Por ello se ha tenido que imaginar algo diferente y con el nombre de ecomuseo, museo comunitario, parque cultural u otros términos, crear, a nivel territorial, estructuras originales que tienen en común la voluntad claramente política de responder a la necesidad de concienciación del patrimonio local y responsabilización compartida del patrimonio, considerado como sedimento cultural del desarrollo. La mayoría de estas estructuras existen de manera autónoma y se van definiendo naturalmente a partir de las interacciones entre los actores locales. En general, son pobres o dependen de escasa financiación; su personal es a menudo voluntario, raramente diplomado en museología o museografía clásica. Son difícilmente recono­cidas ya que no pueden respetar las normas impuestas a los museos por las administra­ciones nacionales, sobre todo, cuando su voca­ción no es la de adquirir colecciones; sin embargo, juntas constituyen un sector piloto de la museología moderna, unido a otros compo­nentes de estrategias y programas de desarrollo de los territorios.

Para que los nuevos museos puedan existir, deben cooperar en red, en el interior de sus territorios y entre ellos. El concepto de red, muy a la moda en numerosos ámbitos, es muy significativo en este contexto.

En un territorio, el inventario del patri­monio, redactado por y con la población, deter­mina la red de puntos que hay señalar, valorar, relacionar a través de itinerarios y documentar con la investigación, pero también significa la cooperación entre los actores locales, institu­cionales, asociativos, individuales, con objeti­vos y programas comunes que determinen el funcionamiento de redes operacionales.

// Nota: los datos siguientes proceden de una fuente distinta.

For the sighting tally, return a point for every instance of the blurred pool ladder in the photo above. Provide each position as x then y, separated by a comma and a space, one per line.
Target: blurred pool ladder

A escala nacional e internacional es necesaria una cooperación en red con estructu­ras más avanzadas y proyectos en curso a tra­vés de intercambios, según el modelo de algunos programas europeos transnacionales (Interreg, Equal, etc.). Los ecomuseos chinos se han lanzado con el apoyo de los de Noruega. Los museos brasileños proponen cursillos a museólogos franceses, portugueses o de otros países. El Museo Comunitario de Oaxaca orga­niza cursos de formación en museología comu­nitaria. Varias iniciativas locales en África intentan obtener apoyos solidarios prove­nientes del exterior. Es necesario multiplicar los intercambios de servicios y no limitarse a reuniones internacionales o nacionales, nece­sarias pero que dan como resultado más decla­raciones que proyectos cooperativos. Las nuevas tecnologías deberán permitir que se superen las dificultades de aislamiento y comu­nicación en la actualidad se están llevando a cabo diferentes reflexiones al respecto. Esperemos que algunas instituciones pioneras acepten asumirlas y conseguir que, por lo menos, se puedan experimentar.